View Full Version : [SOLVED] Installing 64-bit over 32-bit - how to?

November 3rd, 2018, 08:51 PM
Presently running 18.04 LTS, 32-bit variety, on my Thinkpad T60 ( T7200 which is 64-bit, I believe). Since 32-bit appears to be likely to be un-upgraded at some future date, I obtained a 64-bit installation stick to convert to 64-bit. Given that 32-bit is already installed, what (if anything) do I need to do to ready my T60 for the installation? This may be a non-issue, but I'd like some confirmation of that. TIA!


November 3rd, 2018, 09:31 PM
From what I found, that machine only has 1 gig RAM. If that is true, you are better sticking with the 32 bit until it is no longer supported.

What version are you running: Ubuntu, Xubuntu, Lubuntu, ??

November 4th, 2018, 12:17 AM
How about showing, between the code tags, the results of
free && inxi -F

November 4th, 2018, 12:24 AM
Thanks for the quick response, AutoDave.

I'm blessed with 2GB RAM. Is that still insufficient, or marginal, for 64-bit Ubuntu (which is the flavor I'm running)?

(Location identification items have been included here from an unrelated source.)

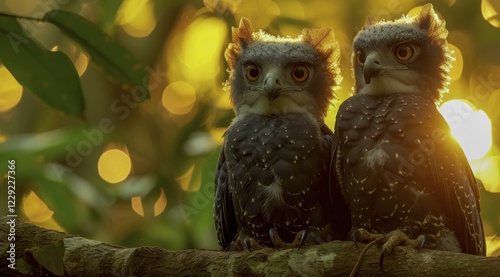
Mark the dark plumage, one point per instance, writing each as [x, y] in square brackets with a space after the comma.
[395, 160]
[272, 175]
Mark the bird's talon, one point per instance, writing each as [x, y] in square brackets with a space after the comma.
[303, 235]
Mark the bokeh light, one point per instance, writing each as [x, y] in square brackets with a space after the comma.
[35, 209]
[470, 127]
[161, 203]
[10, 90]
[191, 179]
[179, 98]
[197, 53]
[490, 10]
[136, 202]
[489, 173]
[158, 207]
[137, 17]
[114, 166]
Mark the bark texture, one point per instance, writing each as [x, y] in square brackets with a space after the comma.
[42, 252]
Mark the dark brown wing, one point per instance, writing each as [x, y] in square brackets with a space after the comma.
[456, 185]
[340, 210]
[224, 216]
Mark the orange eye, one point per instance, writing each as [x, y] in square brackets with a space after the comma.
[404, 52]
[360, 58]
[300, 72]
[252, 72]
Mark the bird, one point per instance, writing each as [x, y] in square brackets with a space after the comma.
[272, 175]
[405, 178]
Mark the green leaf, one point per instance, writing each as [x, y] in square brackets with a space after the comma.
[49, 75]
[114, 59]
[69, 212]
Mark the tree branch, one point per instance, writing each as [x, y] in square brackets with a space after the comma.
[46, 252]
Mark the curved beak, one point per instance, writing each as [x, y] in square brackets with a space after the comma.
[371, 68]
[272, 86]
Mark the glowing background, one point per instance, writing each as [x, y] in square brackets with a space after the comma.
[153, 175]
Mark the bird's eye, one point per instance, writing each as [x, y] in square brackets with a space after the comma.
[360, 58]
[300, 72]
[404, 52]
[252, 72]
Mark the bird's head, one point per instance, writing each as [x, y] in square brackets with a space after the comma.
[275, 75]
[408, 55]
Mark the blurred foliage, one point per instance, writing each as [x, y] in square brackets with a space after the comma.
[139, 174]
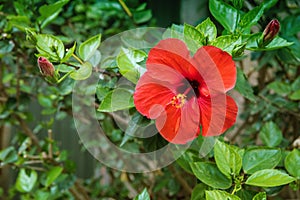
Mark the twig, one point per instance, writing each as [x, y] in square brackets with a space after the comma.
[81, 189]
[125, 8]
[281, 109]
[28, 132]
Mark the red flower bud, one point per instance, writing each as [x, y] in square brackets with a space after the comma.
[271, 31]
[46, 67]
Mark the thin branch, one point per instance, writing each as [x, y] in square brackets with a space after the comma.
[281, 109]
[125, 8]
[28, 132]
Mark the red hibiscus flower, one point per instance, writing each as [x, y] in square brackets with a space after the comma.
[187, 95]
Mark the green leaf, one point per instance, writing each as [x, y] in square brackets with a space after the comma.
[50, 46]
[269, 178]
[227, 159]
[227, 15]
[199, 192]
[8, 155]
[209, 174]
[292, 163]
[142, 16]
[143, 196]
[208, 29]
[256, 159]
[243, 86]
[83, 72]
[280, 87]
[277, 43]
[227, 42]
[25, 182]
[218, 194]
[87, 48]
[69, 53]
[44, 101]
[192, 37]
[6, 47]
[50, 12]
[118, 99]
[127, 62]
[270, 134]
[260, 196]
[52, 175]
[295, 95]
[41, 194]
[253, 16]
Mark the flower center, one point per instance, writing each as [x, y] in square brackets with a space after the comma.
[178, 100]
[189, 89]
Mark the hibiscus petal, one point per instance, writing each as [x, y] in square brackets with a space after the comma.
[180, 126]
[172, 53]
[217, 114]
[216, 67]
[150, 97]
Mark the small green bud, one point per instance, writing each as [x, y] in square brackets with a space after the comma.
[46, 67]
[270, 32]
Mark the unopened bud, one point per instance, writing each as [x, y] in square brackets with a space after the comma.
[270, 31]
[46, 67]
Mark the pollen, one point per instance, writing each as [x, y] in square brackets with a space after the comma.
[178, 100]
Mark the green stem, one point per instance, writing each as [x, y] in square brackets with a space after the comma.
[65, 76]
[78, 59]
[125, 8]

November 4th, 2018, 12:25 AM
Ooops! I Misspoke - I'm running 32-bit Ubuntu presently.

November 4th, 2018, 12:27 AM
Thanks, Him610. I'll be back in the morning with the results of your suggesting.

Mark Phelps
November 4th, 2018, 12:43 AM
Your post had a statement about "convert to 64-bit" -- as if you were looking for a way to replace the 32-bit OS components with 64-bit and leave the rest intact.

That would be essentially the same thing as an "in-place upgrade" and that simply is not possible.

You would have to reinstall from scratch with the 64-bit version.

November 4th, 2018, 01:01 AM
a 32 bit system running 2 gigs of RAM is goin g to run about the same speed as a 64 bit system with 1 gig of RAM. You would lose some speed switching to 64 bit.

Having said that, Ubuntu is rather heavy to be running on 2 gig. Xubuntu would be a better choice since it is much lighter than Ubuntu. Lubuntu is lighter yet, but with a rather (in my opinion) dull and bland desktop.

November 4th, 2018, 04:44 AM
I have run 64 bit Ubuntu on my 2006 Laptop with 1.5GB of RAM. But full Ubuntu was slow and I installed fallback or now gnome-panel. It is the old menu system similar to what Ubuntu had before Unity. But now updated.

With only 1.5GB of RAM, system would start using swap if I loaded more than one larger app and several smaller apps. Or I ran Firefox with just a couple of tabs and terminal & Zim ok. But if I then tried to open something needing LibreOffice, system would turn gray and stall while writing to swap. Laptop also had slow HDD which did not help. But most of my use was ok with just the 1.5GB of RAM.

November 4th, 2018, 10:54 AM
A 64 bit system uses slightly more memory to do the same tasks than a 32 bit system and only has real advantages when you have more than about 4GB of memory. But, as you rightly observed, support for 32 bit is dwindling.

There's no upgrade from 32 bit to 64 bit. You have to use a fresh install, but it may be possible to keep all your user documents and settings. If you have a separate /home partition, you can install using manual partitioning, select /home as the mount point for your current /home partition and make sure you don't format it. If you have no /home partition now, the best way to go is to make a backup of your /home directory on an external drive and restore it after install.

There's no advantage in replacing your current 32 bit system with an 64 bit system of the same release, just to make sure you can later upgrade to the next release. Just install the 64 bit version of the next release when it's released.

With just 2GB of memory you can better use one of the lighter flavours of Ubuntu.

November 4th, 2018, 11:09 PM
Thanks all! The gist of what I'm reading is that I'm better off leaving things as they are (not trying to run 64-bit Ubuntu) with this machine. I had made a copy of the results of " inxi -F " as Him610 suggested, in prep to paste into a reply here, but when I started my browser up, I got a black box (no text or images) which I could close by clicking in the upper right corner where I estimated the "X" would be. Duplicated this a couple of times, doesn't matter what the application is, any attempt to run an additional application results in a black box for it.

So, I'm diverted from the original question, and after gathering my wits, will start another thread over in "newbies" I guess. This may actually be proof that the RAM even at 2 GB is inadequate. This "black box" thing started with this up-grade (18.04 LTS), I think. The laptop is more a plaything, and not used for much more than browsing and music, so I may wind up going back to an earlier iteration of Unbuntu, or to Lubentu.

Again, thanks for all the advice and help!